The words had dissolved and vanished before his eyes, and turning away he had flung himself on his prison bed, while the hard, dry sobs had quivered like blows in his chest. Yet she was right! His judgment had acquitted her in the first agony of his reproach, and the unerring justice in her decision had convicted him with each smooth, calm sentence in her letter. As he lay there he had lost consciousness of the bare walls and the hot sunshine that fell through the grating, for the ultimate desolation had closed over him like black waters.

A little later he had gone from his cell and taken up his life again; but all that he remembered of it now was a voice that had called to him in the prison yard.

"You look so darn sunk in the mouth I'll let you have my last smoke--d.a.m.n you!"

Turning sullenly he had accepted the stranger's tobacco, unaware at the moment that he was partaking of the nature of a sacrament--for while he had smoked there in his dogged misery, he had felt revive in his heart a stir of sympathy for the convict he had seen at the wayside station in Virginia. As if revealed by an inner illumination the impressions of that morning had started, clear as light, into his brain. The frost on the gra.s.s, the dropping chestnuts, the strong sweet smell of the crushed winesaps--these things surrounded in his memory the wretched figure of the man with the red cotton handkerchief bound tightly about his swollen jaw. But the figure had ceased now to stand for itself and for its own degradation alone--haunting, tragic, colossal, it had become in his thoughts the image of all those who suffer and are oppressed. So through his sin and his remorse, Ordway had travelled slowly toward the vision of service.

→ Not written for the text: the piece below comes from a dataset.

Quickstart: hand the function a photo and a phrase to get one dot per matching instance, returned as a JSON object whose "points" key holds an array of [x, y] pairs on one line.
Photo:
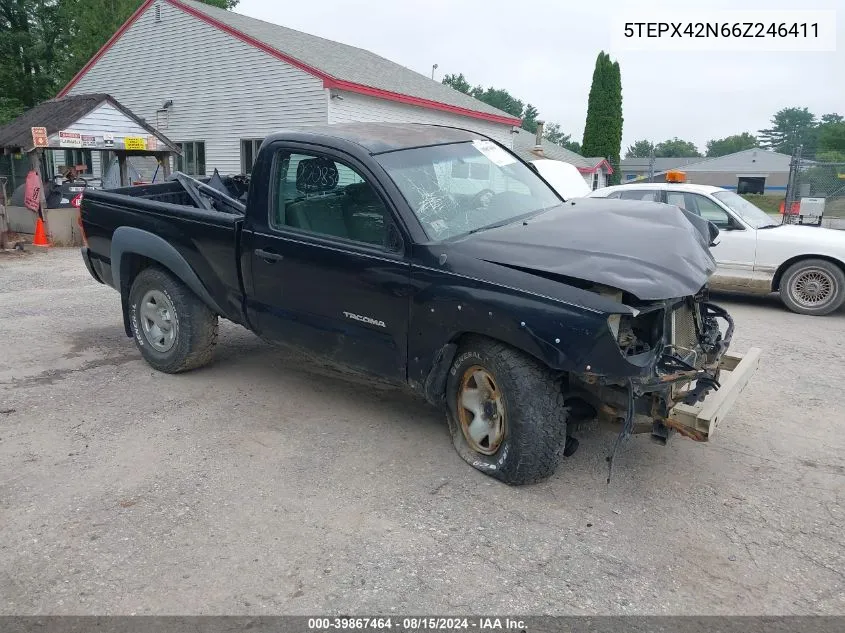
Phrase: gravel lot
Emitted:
{"points": [[261, 486]]}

With a word of thanks to the woman, he rose from the bench and went down the little path and out into the road. The wind had changed suddenly, and as he emerged from the shelter of a thicket, it struck against his face with a biting edge. Where the sun had declined in the western sky, heavy clouds were driving close above the broken line of the horizon.

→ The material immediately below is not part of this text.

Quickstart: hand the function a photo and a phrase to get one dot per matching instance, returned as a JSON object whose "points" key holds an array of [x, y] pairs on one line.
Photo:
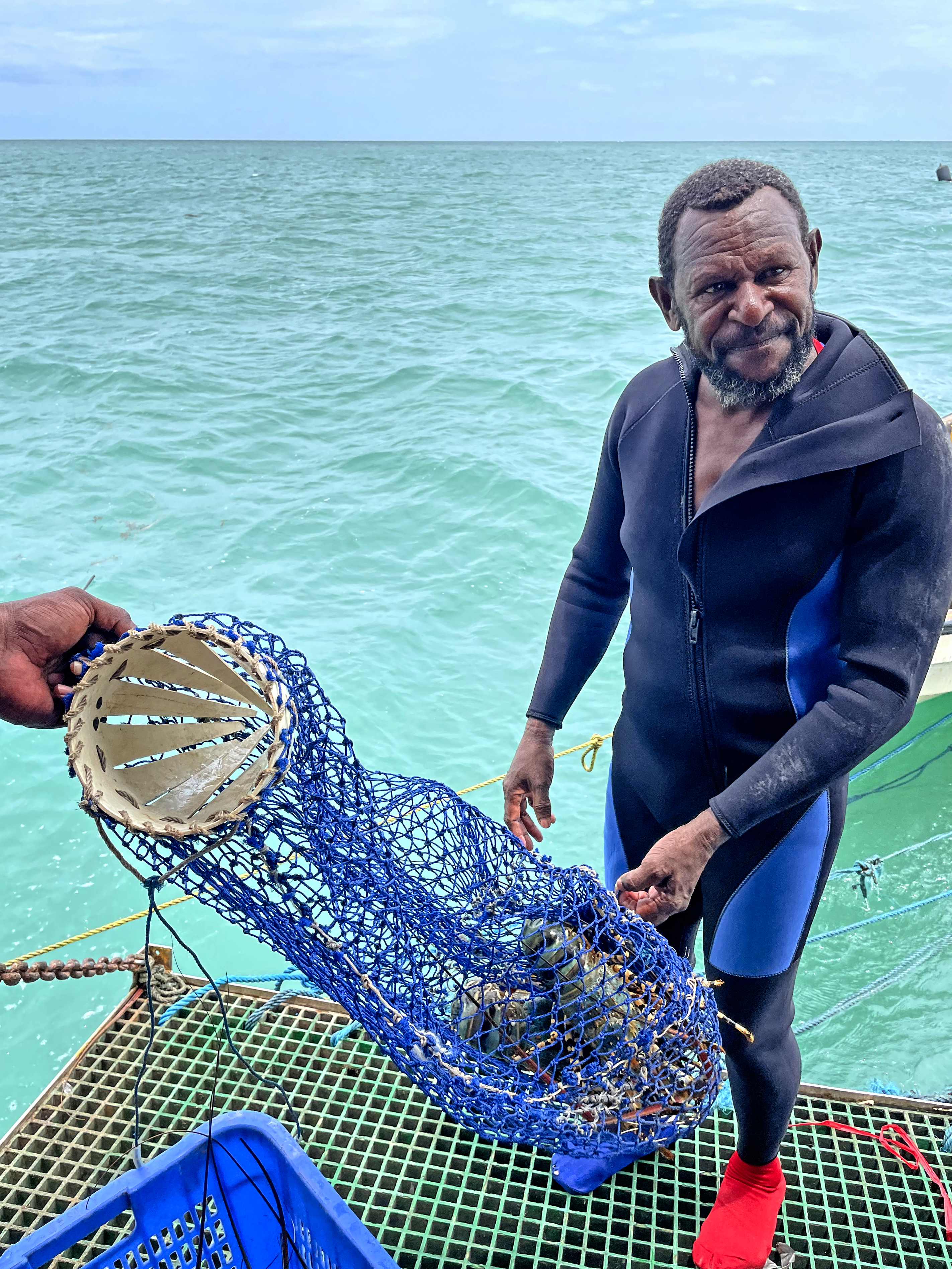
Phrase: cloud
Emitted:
{"points": [[577, 13], [63, 38]]}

The night promised to be cold, and he pushed on rapidly, urged by a feeling that the little town before him held rest and comfort and the new life beneath its smoking chimneys. Walking was less difficult now, for the road showed signs of travel as it approached the scattered houses, which appeared thrust into community by the surrounding isolation of the fields. At last, as he ascended a slight elevation, he found that the village, screened by a small grove of pines, lay immediately beneath the spot upon which he stood.